Today, Model predictive control (MPC) has largely been used to optimize energy consumption and maintain thermal comfort in buildings. However, to build an online MPC model in building, the dynamics of the physical system must be accurately modeled, which is a time-consuming and costly task. Neural network models help to overcome the modeling problems especially with the availability of historical data. This research presents a novel online data-driven control framework named Model Predictive Control via Genetic algorithm (MPC-GA) allowing the optimal operation of the heating, ventilation, and air conditioning system and has been experimentally validated in a multi-zone retail building. The MPC-GA combines an attention-based neural network time series multivariate prediction model with a MPC framework.
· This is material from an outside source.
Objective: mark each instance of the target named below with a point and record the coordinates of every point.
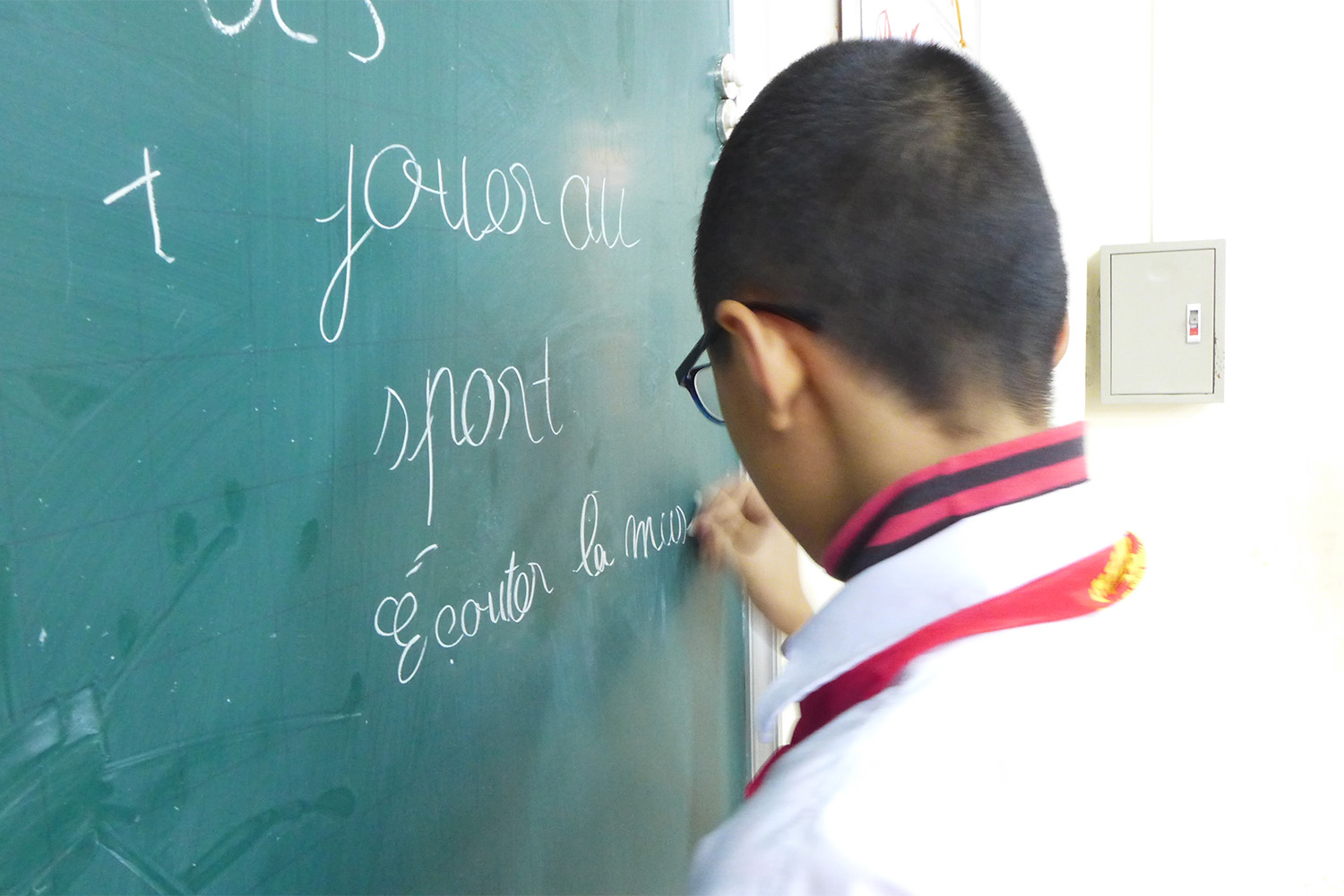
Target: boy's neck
(881, 440)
The prediction model used a dual-stream neural networks based on multivariate time series of controlled and uncontrolled inputs. The attention mechanism is applied on controlled parameters to give them more weight to better predict the zone temperature. The prediction model is used as input for the optimization framework which minimizes: energy consumption, peak demand and discomfort during occupied hours under self-tuned setpoint, temperature ramp and equipment cycling constraints. A heuristic search algorithm using a genetic algorithm is used to solve the online data-driven MPC-GA models and obtain the future optimal combination settings of all controls for all the zones over a prediction horizon. The benchmark results showed that the MPC-GA outperforms RBC control systems with more than 50% and 80% reduction in energy consumption and discomfort respectively.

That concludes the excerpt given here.